Dalai Lama, 300 leaders to meet
Private session of top Buddhists to cap his U.S. tour
The faith faces major adjustments in North America. The heritage of authoritative, male teachers clashes with feminism and democracy, for example, and liberals are rankled that the Dalai Lama teaches against homosexual activity, in keeping with Buddhist tradition.
Years ago, the Tibetan branch was rocked by scandals involving such prominent leaders as Chogyam Trungpa Rinpoche, founder of Colorado's Naropa University, who was accused of having sex with women students.
In a dramatic (and still disputed) exercise of unified action, 21 Western Buddhist teachers met the Dalai Lama in India in 1993 and issued an open letter that lamented various teachers' "sexual misconduct with their students, abuse of alcohol and drugs, misappropriation of funds and misuse of power." The group urged believers to confront teachers and publicize behavior that violates Buddhist teachings.
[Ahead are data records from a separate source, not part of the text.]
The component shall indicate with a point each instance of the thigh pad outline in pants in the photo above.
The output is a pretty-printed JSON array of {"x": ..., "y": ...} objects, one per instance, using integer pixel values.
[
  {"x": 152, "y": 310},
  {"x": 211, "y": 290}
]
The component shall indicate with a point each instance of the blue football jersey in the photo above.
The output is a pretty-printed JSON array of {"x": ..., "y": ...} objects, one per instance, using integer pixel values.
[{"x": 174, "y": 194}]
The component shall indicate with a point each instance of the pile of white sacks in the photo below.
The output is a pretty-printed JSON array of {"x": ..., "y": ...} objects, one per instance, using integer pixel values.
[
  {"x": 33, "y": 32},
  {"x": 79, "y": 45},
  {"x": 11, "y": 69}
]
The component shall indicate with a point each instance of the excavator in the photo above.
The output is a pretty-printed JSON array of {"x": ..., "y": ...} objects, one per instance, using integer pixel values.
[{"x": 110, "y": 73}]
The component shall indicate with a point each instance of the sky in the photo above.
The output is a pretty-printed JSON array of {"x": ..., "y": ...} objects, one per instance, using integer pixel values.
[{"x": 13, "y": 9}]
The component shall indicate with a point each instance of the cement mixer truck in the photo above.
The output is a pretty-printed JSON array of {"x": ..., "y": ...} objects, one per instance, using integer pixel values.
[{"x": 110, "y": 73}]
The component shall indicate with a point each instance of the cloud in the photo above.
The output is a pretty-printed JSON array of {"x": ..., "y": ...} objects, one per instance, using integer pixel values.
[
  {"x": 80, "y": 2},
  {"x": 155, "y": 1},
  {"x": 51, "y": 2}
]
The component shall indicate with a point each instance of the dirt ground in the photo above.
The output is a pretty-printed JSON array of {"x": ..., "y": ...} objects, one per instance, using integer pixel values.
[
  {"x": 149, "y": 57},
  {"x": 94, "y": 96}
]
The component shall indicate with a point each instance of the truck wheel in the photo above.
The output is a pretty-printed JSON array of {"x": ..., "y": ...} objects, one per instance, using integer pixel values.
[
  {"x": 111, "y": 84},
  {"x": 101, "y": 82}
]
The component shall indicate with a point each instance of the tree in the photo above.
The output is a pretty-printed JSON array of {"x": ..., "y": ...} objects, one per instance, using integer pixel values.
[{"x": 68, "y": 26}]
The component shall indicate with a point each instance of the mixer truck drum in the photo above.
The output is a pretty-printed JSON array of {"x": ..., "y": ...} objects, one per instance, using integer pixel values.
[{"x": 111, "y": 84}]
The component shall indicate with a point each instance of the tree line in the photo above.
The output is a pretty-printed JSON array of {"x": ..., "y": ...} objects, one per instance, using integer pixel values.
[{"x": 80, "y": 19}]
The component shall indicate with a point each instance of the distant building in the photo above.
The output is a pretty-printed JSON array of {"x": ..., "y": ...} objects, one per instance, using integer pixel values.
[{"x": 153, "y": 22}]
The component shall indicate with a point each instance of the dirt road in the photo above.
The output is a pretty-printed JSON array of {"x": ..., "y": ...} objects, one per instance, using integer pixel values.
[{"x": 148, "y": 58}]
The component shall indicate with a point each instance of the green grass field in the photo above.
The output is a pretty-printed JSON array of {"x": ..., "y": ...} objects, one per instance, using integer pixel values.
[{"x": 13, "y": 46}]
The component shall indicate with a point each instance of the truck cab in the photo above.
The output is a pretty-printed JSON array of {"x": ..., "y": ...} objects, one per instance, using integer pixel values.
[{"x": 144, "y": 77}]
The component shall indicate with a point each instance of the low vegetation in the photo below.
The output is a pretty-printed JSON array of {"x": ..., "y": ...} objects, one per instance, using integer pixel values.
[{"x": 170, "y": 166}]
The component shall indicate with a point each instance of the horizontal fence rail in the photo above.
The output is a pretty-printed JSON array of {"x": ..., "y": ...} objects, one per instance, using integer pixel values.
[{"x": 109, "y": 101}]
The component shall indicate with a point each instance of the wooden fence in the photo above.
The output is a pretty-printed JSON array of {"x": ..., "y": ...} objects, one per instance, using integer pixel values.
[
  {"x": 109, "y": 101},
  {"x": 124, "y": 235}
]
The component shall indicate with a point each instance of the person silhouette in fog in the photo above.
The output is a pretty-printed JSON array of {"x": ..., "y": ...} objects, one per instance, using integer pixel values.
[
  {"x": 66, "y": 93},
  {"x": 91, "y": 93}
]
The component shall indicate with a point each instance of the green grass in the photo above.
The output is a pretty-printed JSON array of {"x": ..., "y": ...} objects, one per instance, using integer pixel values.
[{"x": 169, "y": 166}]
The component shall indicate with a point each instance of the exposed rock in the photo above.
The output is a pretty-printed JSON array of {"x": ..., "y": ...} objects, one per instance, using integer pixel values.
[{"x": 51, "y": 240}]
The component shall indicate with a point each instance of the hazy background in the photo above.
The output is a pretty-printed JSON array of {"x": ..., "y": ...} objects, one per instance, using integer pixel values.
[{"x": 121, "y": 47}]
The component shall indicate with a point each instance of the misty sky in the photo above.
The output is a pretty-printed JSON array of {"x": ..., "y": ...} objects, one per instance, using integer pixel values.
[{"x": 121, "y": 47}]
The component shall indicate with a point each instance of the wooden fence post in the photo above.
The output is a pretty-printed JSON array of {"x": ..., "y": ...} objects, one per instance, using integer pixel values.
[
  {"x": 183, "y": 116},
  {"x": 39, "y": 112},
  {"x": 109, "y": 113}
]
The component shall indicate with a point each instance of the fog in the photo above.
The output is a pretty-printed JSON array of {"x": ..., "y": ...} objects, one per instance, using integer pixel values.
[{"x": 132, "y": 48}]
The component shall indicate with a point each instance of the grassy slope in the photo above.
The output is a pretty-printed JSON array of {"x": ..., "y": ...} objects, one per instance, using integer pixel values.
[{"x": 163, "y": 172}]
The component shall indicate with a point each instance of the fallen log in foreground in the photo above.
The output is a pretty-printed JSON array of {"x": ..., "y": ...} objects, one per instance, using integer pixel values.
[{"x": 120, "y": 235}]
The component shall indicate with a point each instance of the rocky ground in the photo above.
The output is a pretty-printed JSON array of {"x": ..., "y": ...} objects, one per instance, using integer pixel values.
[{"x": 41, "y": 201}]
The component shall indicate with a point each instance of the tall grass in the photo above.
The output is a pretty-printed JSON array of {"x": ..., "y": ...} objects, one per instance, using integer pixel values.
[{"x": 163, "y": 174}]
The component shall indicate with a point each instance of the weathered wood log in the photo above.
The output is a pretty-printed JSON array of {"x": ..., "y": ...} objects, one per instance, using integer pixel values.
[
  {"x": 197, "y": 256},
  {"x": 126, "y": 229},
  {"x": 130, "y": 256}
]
"People have come through the scandal period," says historian Willis, and now it's time to contemplate long-term challenges that could be raised at Garrison.
She's particularly concerned about two of them, that westerners attracted by meditation both neglect the faith's devotional and ritual aspects and have little interest in joining monasteries, which have always supplied Buddhism's teachers.
Without these elements, she's concerned the faith may grow only shallow roots in the West.